When we marry for the second or third or fourth time, we keep a constant mental bead on the storage location of our suitcases. Throw away or recycle a packing box? — Never! We know we'll be given away again.

For me, the cycle broke with the 10-year relationship with John. He was as damaged as I was. He had been abandoned far more times than I. His mother died when he was 3, and he was bounced from foster home to foster home until, at 8, the right situation finally found him. During our first two years together, he continually made bad choices regarding a selfish woman who couldn't stand that he had chosen me over her. I hung in there, kept letting him know how I loved him, and—when she finally decided to leave her husband and break up her marriage to be with John (and subsequently dumped him)—maintained a friendship and open mind with and toward him. About six months before he died, almost two years into our happy, contented, and comfortable marriage, he wrote me a note that thanked me for never giving up on him and said he wished he had been able to see, in the first two years, what I had known all along.

He filled the holes in my soul, and I filled the holes in his soul. By the grace of all that is good, we were able to fix what was broken in each other.

I can't go back and fix the damage I caused to my sons in leaving. They both have told me they understood why I did what I did. They have told me they forgive my leaving. We maintain good relationships. But I'll probably never be able to forgive myself for leaving—for not being smarter or stronger or more sure of myself and my abilities.
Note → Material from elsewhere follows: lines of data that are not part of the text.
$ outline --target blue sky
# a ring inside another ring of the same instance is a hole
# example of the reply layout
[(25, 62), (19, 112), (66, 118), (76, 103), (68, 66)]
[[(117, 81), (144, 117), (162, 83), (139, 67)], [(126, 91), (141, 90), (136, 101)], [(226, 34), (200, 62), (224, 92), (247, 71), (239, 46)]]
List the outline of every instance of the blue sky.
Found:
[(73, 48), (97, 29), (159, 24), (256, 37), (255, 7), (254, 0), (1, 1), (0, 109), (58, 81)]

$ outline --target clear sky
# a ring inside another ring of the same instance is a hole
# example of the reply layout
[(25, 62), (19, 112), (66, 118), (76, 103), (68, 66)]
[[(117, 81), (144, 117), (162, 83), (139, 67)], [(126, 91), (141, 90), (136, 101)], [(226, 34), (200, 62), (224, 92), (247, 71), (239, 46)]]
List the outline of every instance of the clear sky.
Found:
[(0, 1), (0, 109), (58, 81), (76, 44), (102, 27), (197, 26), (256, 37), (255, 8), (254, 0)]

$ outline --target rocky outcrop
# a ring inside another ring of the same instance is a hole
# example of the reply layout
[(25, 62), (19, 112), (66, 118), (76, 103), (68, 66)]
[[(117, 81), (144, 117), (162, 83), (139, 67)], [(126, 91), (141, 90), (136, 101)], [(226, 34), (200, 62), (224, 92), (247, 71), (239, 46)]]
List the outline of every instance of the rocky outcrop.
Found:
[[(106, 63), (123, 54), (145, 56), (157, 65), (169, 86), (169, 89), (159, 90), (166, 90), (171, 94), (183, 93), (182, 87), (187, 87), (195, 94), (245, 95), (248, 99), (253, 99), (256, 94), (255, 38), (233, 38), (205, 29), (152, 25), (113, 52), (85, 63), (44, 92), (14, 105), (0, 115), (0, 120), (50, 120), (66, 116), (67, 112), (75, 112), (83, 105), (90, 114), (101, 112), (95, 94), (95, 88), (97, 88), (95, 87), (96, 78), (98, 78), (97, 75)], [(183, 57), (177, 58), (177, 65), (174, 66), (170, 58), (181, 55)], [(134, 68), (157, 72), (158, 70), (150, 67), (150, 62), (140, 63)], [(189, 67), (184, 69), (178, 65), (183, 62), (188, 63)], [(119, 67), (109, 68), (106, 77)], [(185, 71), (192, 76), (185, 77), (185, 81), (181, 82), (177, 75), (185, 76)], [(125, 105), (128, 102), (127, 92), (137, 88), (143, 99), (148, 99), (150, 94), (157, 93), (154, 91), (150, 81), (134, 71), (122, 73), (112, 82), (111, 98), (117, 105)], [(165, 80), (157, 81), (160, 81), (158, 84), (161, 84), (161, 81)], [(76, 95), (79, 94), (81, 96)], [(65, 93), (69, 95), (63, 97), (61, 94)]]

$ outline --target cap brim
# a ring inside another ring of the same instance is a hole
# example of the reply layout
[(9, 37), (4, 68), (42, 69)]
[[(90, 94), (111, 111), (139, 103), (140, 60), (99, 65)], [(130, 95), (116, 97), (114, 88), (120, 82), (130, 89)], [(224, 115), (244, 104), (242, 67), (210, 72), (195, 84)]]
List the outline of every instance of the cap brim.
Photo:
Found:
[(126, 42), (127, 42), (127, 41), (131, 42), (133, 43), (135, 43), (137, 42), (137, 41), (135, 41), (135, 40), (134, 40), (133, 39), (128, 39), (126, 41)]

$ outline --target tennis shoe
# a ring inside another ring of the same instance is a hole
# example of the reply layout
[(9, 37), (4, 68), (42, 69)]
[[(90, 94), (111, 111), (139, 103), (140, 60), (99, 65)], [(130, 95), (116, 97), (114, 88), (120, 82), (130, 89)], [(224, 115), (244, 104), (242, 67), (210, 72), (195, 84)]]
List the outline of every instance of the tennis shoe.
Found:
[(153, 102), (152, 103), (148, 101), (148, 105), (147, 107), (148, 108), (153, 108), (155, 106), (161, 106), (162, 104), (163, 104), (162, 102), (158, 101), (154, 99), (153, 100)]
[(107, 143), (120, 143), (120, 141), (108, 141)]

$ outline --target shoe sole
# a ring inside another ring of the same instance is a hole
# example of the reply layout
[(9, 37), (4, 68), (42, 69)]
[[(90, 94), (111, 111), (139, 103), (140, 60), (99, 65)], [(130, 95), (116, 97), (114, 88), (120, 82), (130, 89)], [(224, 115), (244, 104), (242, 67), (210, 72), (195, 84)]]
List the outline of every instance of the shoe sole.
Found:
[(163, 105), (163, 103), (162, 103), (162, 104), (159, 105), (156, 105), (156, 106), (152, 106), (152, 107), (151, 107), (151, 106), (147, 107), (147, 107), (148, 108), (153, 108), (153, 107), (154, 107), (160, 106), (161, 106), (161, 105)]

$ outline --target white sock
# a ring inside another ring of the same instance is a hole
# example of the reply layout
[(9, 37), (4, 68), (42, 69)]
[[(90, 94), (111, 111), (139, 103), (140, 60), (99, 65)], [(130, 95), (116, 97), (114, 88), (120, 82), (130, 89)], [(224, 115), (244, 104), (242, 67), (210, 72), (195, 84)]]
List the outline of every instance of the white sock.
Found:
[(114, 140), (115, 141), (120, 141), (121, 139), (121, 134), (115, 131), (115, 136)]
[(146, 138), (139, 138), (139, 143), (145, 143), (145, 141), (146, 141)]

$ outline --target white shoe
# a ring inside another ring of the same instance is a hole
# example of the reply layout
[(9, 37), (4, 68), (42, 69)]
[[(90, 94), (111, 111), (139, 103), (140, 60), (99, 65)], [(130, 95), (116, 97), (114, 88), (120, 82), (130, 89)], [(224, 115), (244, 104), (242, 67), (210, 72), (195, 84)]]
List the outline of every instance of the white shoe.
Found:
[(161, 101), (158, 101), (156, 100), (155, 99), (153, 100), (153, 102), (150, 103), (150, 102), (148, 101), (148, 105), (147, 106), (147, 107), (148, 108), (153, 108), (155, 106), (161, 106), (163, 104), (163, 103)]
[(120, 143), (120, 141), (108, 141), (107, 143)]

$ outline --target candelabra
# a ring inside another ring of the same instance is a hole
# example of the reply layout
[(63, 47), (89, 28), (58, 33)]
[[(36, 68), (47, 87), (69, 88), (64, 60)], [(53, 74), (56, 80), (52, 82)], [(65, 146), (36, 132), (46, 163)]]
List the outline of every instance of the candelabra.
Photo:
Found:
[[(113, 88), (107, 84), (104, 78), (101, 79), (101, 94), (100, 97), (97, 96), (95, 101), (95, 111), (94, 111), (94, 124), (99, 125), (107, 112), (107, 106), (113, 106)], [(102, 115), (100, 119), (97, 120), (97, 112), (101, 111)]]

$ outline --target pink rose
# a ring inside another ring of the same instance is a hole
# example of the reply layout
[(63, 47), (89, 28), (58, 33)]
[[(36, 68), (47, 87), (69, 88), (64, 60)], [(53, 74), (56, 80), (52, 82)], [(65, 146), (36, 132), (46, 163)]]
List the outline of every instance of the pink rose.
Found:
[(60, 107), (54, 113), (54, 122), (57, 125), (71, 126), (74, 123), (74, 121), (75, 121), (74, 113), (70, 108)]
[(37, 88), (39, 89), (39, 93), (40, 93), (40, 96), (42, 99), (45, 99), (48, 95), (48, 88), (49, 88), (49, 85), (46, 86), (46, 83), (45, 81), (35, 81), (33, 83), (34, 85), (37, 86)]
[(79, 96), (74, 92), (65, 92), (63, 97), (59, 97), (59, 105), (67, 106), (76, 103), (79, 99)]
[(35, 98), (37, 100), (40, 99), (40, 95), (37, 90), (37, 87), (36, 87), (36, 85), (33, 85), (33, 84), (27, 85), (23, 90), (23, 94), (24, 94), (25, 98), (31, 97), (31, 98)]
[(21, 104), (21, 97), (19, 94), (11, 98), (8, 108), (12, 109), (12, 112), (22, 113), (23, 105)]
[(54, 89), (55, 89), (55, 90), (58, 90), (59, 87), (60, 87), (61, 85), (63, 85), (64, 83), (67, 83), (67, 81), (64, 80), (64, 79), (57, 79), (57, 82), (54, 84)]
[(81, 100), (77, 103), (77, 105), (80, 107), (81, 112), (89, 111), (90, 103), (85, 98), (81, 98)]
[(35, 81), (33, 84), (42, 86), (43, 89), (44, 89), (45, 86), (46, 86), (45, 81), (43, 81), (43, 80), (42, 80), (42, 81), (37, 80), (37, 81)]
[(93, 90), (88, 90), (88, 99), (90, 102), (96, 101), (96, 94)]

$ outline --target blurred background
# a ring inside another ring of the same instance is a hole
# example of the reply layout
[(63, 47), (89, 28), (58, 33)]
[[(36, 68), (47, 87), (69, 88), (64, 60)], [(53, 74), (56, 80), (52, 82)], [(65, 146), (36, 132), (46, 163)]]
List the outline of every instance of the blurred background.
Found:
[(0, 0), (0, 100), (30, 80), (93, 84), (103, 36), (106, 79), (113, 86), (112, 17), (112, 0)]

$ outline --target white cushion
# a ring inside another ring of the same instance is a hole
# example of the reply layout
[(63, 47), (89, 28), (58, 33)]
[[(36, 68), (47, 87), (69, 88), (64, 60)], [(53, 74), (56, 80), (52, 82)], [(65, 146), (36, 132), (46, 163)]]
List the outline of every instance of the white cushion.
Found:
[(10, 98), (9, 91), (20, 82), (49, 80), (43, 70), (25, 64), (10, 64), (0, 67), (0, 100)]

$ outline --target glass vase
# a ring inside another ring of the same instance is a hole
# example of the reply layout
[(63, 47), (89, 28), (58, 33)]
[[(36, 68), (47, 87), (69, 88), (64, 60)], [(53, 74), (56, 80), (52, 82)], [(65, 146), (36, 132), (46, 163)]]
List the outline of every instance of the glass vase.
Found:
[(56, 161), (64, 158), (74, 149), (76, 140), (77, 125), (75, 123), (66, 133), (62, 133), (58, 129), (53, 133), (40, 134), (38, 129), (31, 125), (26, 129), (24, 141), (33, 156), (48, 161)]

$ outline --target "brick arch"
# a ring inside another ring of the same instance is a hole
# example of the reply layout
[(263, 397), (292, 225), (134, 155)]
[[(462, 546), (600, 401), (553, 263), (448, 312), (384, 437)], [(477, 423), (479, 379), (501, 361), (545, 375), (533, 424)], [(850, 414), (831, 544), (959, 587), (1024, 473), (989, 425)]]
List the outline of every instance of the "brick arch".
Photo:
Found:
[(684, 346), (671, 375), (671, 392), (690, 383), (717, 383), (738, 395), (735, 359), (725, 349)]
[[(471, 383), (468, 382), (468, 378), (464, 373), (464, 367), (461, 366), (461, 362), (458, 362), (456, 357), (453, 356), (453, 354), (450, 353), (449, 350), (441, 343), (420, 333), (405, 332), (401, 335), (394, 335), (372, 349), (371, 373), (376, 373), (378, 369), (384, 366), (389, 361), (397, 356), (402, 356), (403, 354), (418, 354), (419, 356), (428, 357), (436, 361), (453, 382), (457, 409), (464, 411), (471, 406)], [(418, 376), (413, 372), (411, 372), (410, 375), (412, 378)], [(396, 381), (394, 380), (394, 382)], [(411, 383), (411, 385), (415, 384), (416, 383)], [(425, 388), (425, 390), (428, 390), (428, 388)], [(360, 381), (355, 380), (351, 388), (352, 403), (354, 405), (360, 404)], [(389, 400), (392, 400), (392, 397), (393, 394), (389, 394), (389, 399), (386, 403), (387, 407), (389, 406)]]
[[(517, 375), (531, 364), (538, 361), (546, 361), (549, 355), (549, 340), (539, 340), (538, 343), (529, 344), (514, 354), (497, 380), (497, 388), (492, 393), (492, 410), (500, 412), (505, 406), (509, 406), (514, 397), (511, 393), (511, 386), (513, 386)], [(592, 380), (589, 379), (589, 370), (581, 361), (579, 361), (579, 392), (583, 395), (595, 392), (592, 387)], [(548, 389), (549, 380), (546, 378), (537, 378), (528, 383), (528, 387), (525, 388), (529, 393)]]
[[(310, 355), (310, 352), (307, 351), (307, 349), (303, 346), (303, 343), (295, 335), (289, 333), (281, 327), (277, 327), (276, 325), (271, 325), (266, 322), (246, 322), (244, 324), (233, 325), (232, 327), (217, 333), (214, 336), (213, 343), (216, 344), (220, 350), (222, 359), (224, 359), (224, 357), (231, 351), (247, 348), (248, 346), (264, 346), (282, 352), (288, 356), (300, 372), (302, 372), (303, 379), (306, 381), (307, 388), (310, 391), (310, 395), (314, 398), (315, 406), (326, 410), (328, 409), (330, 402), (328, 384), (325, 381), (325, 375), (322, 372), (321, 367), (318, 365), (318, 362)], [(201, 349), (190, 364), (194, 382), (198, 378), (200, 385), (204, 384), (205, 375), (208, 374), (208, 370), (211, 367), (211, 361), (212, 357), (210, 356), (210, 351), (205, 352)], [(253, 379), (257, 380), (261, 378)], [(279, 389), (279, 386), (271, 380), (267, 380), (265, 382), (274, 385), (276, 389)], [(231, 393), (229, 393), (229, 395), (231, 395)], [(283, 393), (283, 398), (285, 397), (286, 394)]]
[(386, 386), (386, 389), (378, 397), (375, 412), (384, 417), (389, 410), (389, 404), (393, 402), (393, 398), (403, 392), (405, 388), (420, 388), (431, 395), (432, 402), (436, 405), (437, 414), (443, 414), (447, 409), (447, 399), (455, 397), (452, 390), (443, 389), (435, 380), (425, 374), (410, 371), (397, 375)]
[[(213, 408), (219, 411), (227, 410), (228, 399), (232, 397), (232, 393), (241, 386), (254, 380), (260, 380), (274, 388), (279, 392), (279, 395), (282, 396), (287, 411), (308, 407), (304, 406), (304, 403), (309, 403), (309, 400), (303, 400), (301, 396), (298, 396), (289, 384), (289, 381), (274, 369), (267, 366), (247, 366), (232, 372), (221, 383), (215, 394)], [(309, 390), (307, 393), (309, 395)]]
That was then. This is now. Now I stand on every soapbox I can find and shout to every person thinking of adopting a child: "That child will require more love and compassion and understanding than you can even imagine possessing. If you can't find those qualities in yourself, if you can't give that to the child, don't adopt."

My mother, in excusing her failings, said, "Oh, all you adopted kids had problems."

That doesn't have to be so!



* (This continued with each prenatal visit. Scott's heartbeat was a consistent 144, and the median between boys and girls is 140. Even on the delivery table, the doctor got Scott's head out and said, "What a pretty little girl's face" and then when the rest of the body came out, the doctor said—with surprise—"Oh, it's a boy." And I breathed an enormous sigh of relief.)